Il est bon de prendre un instant de recul sur la production cinématographique hexagonale de ces dernières années, de s’apercevoir par la même occasion de la systématisation des productions. Le tournant amorcé conduit irrémédiablement la multiplication des métrages standardisés et calibrés, dans lesquels le spectateur moyen y retrouvera avec délice ses vedettes de télévision favorites. En bref, on y se masse devant les écrans de cinéma pour assister à des projections de téléfilms à gros budgets, sans risques, sans partis pris et surtout sans enjeux artistiques. La course au profit nous condamne alors à une succession de comédies romantiques édifiantes, copies ternes d’un savoir-faire anglais, ou de logorrhées indigestes sur des trentenaires en crise, quand ce ne sont pas les adaptations juteuses des séries type Brigades du tigre ou Les chevaliers du ciel. Sortir de ces sentiers balisés (et plébiscités !) n’est actuellement pas chose facile en France, et nombreux sont les jeunes cinéastes ambitieux à s’être ramassés face à des Camping et autres Bronzés 3. Bien sûr quelques nappes de fraîcheur subsistent encore, on voit fleurir un renouveau du cinéma de genre avec bonheur, mais les entrées n’y sont pas.

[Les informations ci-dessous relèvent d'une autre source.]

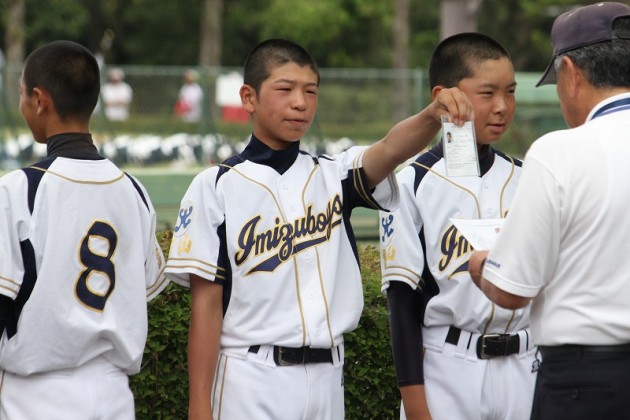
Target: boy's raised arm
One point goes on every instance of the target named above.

Chrysalis, le Pacte des loups ou Haute tension, autant de tirs d’essai pour tenter de détourner les esprits avilis de la dictature du médiocre, bancals parfois mais dont l’entreprise à elle seule est plus que louable au sein du système actuel.
Le film de Thomas Lilti rentre à sa manière dans cette catégorie d’outsiders, même si la volonté du cinéaste n’est pas de bouleverser un genre, il livre un film d’une qualité trop rare. On se prend à rêver qu’un tel premier film puisse un jour devenir un standard, mais face à la production actuelle, force est de constater qu’il se place bien au-dessus de la triste moyenne.

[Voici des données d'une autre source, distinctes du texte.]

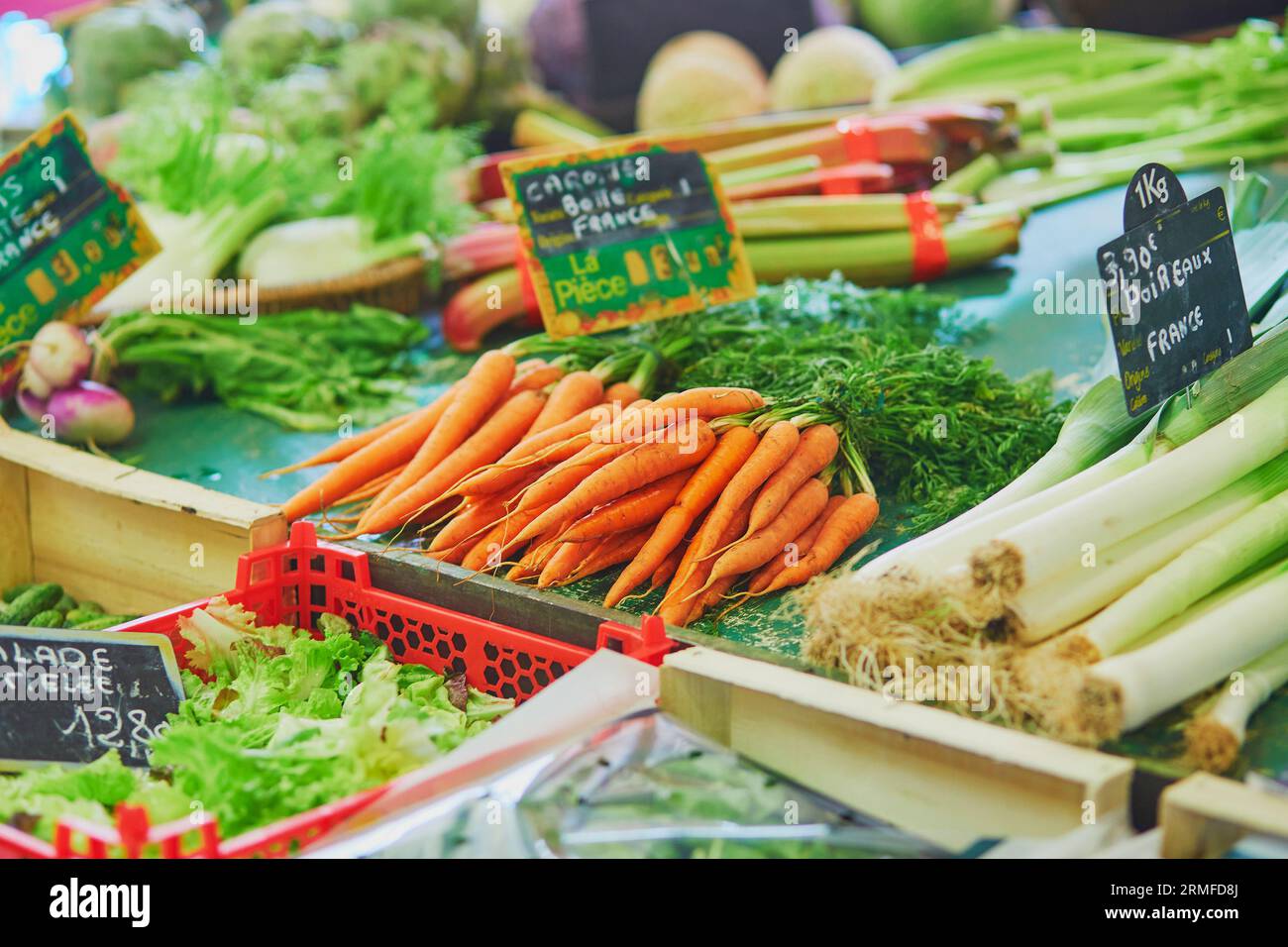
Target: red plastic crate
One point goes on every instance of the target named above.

Théo (Jonathan Zaccai), chauffeur routier tranquille, apprend par les journaux le viol et le meurtre d’une jeune femme. L’accusé n’est autre que Martin (Guillaume Depardieu), élevé avec lui comme un frère au sein d’une famille d’accueil. Face aux certitudes de tous quant à la culpabilité du suspect, Théo se dresse pour défendre son ancien ami.
 
 
Les yeux bandés… les yeux bandés de la Justice impartiale, le regard aveugle de la majorité accusant ardemment Max ou un simple jeu d’enfant où l’un des frères traverse l’autoroute les yeux clos ? Le titre synthétise parfaitement la multiplicité des propos et les nombreuses couches du récit.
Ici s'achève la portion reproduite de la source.